In the follow-up chat a USA Today reader asked about the evidence for macro evolution, to which you responded:
By far the strongest evidence for this--evidence that I think is essentially proof--comes from genetics. The site www.biologos.org has an entire FAQ on this question. I think, if you look at how species share genes, even ones that don't do anything, you will be convinced that they must have evolved from common ancestors.
Your statements here, which are similar to those made the previous BioLogos President Francis Collins, are a dramatic misrepresentation of science. Let me explain why.
Affirming the consequent
The evidences that you cite (and of course more evidences could be cited) match evolutionary expectations. Therefore certain predictions of the theory have been confirmed. It is a logical fallacy, however, to conclude that confirmed predictions prove the theory to be true. This fallacy is known as affirming the consequent. Therefore, the age of the earth, transitional fossils such as whales with feet, similar genes and other such evidences do not prove evolution.
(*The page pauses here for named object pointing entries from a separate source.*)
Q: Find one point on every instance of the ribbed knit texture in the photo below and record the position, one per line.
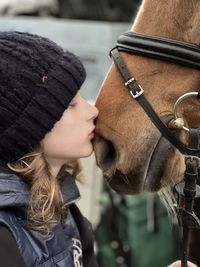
(38, 79)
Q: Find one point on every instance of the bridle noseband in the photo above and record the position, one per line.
(177, 52)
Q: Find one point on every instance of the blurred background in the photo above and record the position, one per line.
(131, 231)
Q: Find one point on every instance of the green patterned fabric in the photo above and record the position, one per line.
(135, 231)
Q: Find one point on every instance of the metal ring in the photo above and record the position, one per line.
(178, 101)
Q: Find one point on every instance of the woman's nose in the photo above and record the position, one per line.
(93, 112)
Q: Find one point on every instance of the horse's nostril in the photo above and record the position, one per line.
(107, 154)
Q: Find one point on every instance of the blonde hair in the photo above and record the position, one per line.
(46, 206)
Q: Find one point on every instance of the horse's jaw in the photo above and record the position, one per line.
(160, 166)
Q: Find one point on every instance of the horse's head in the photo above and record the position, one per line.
(129, 148)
Ignoring contradictory evidence
In addition to this logical error, you also mistakenly ignore falsifying evidence. For while there are evidences that are consistent with evolution as you cite above, there is a wide range of staggering evidences against evolution. These include fossils and genetic data, among others. For instance, dramatic similarities are found in otherwise distant species and significant differences are found in otherwise similar species. These findings were great surprises to evolutionists. While it is true that after-the-fact circuitous explanations can always be contrived, certainly the substantial body of contradictory evidence should have some bearing on the status of evolutionary theory.
Relying on metaphysics
Unfortunately the claim that evolution is a fact, as much as is gravity or heliocentrism, has always been motivated by metaphysical assumptions. These assumptions trace back to the Enlightenment, and Darwin and Wallace built upon them. The conclusion ever since was that evolution had to be true, not because of the empirical science but because of the metaphysical mandate. The BioLogos Foundation falls into this tradition. Francis Collins has consistently promoted evolution’s religious premises, such as when he wrote:
A claim that the human genome was created by God independently rather than being part of descent from a common ancestor would mean God intentionally inserted a nonfunctioning piece of DNA into our genomes to test our faith. Unless you are willing to contemplate the idea of God as a deceiver, this is not a comfortable explanation.
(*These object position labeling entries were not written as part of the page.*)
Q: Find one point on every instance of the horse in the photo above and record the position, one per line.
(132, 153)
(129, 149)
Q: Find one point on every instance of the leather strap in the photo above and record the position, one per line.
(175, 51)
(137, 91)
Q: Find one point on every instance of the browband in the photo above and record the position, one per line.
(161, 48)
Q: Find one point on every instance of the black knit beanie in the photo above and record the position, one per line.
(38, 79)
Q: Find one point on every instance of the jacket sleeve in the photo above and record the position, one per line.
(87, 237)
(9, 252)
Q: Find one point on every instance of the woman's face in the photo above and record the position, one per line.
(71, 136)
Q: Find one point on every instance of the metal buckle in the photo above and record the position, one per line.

Likewise, your suggestion that shared genes, including non functional ones, prove common ancestry is equally metaphysical. From a scientific perspective these are merely confirmed expectations, but given the evolutionary metaphysics such similarities prove common ancestry.
In summary, you have ignored standard principles of scientific reasoning and have presented to the public metaphysical reasoning as science. I hope this letter helps you to see the seriousness of your mistake. You have a tremendous teaching responsibility—I hope you meet the challenge.